Des femmes kurdes combattant contre Daech |
Mais
ce double jeu cynique n'est pas sans conséquence, et les effets
néfastes n'ont pas tardé à se faire sentir; les attentats d'Ankara, dont
l'auteur semble vraisemblablement être Daech, ont coûté la vie de 102
innocents.
De
plus, ces tractations avec Daech ont exacerbé les tensions avec les
puissances occidentales, notamment l'UE. Mais c'est surtout avec la
Russie que les frictions se sont accentuées. Elles ont même connu un
point culminant le 24 novembre dernier lorsque l'armée turque a abattu
un Sukhoï russe. S'en sont suivies des dénonciations mutuelles, mais aussi
des sanctions économiques qui vont pénaliser les deux pays, pourtant
liés par de nombreux accords commerciaux.
Finalement, aussi bien sur le plan intérieur qu'extérieur, Recep Tayyip Erdogan
marche sur un fil.
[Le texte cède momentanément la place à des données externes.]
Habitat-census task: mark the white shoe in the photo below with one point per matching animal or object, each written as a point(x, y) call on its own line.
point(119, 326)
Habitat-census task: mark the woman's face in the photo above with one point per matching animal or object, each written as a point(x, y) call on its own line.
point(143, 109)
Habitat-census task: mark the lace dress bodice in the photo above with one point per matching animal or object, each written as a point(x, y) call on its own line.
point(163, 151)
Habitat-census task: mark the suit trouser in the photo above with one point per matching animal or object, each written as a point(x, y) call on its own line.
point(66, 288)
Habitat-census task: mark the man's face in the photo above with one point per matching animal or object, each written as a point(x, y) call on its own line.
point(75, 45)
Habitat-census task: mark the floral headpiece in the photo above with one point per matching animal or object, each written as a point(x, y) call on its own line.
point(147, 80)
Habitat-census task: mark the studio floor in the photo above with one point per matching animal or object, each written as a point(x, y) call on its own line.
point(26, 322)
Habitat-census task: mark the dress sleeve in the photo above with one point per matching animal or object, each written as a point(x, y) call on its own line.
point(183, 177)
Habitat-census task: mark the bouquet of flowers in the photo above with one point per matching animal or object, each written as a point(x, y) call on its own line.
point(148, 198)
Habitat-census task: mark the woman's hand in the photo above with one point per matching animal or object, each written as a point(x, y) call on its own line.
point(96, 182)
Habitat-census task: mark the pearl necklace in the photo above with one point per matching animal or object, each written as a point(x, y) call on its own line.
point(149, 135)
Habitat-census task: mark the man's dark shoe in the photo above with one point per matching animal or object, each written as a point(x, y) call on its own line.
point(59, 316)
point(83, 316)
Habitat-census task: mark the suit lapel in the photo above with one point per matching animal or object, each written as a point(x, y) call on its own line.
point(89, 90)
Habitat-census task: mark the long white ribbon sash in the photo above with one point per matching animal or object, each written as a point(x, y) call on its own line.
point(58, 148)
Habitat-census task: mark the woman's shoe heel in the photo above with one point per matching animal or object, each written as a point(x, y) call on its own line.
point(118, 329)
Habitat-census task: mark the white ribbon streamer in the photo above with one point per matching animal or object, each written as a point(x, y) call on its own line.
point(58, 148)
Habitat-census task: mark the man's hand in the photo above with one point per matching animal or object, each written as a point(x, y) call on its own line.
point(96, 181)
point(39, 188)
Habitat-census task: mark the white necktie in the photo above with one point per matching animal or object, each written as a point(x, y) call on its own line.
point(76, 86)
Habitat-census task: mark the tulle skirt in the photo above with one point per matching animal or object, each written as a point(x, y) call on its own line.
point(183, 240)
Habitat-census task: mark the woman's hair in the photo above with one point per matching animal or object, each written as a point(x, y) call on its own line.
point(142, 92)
Ce numéro d'équilibriste pourrait bien s'achever face
aux contestations de plus en plus vives mais aussi aux problèmes
économiques qui rongent la Turquie.
Le débat sur l'adhésion de la Turquie à l'Europe, déjà tendu et
chaotique il y a quelques années, apparaît maintenant théorique même si de nouvelles négociations sont en cours.